I'm trying to fully understand how the method works, see the code below:

public static void main(String[] args) {
    System.out.println(countspaces("a number of spaces "));
}

public static int countspaces(String s) {
    if (s.length() == 0)
        return 0;
    else
        return (s.charAt(0) == ' ' ? 1 : 0) + countspaces(s.substring(1));
}

I've debugged the method using BlueJ. The line:

return (s.charAt(0) == ' ' ? 1 : 0) + countspaces(s.substring(1));

firstly checks if the character at the index zero is a white space, then it calls itself again (this makes it recursive) taking the substring of s starting at index 1 as an argument effectively changing the argument from "a number of spaces " to " number of spaces " and doing it till the argument's length() reaches 0. What I don't get is why it's not returning 01000000100100000010 (the last 0 being for the empty string s which terminates the loop) but 4? I can't see where in the code it sums up the 1's returned by

(s.charAt(0) == ' ' ? 1 : 0)

and ignoring the 0's.

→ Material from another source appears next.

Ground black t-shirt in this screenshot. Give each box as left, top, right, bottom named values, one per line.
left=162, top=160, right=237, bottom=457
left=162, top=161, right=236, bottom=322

Please advise me what is missing from my reasoning.

Many Thanks

Grzegorz(Greg)

Answer 1

Since the method returns an int, not a string, it adds the numbers, not concatenates as characters/strings. ie

0+1+0+0+0+0+0+0+1+0+0+1+0+0+0+0+0+0+1+0 == 4

not

"0"+"1"+"0"+"0"+"0"+"0"+"0"+"0"+"1"+"0"+"0"+"1"+"0"+"0"+"0"+"0"+"0"+"0"+"1"+"0" 
== "01000000100100000010"

below returns an int, since countspaces returns an int

return (s.charAt(0) == ' ' ? 1 : 0) + countspaces(s.substring(1));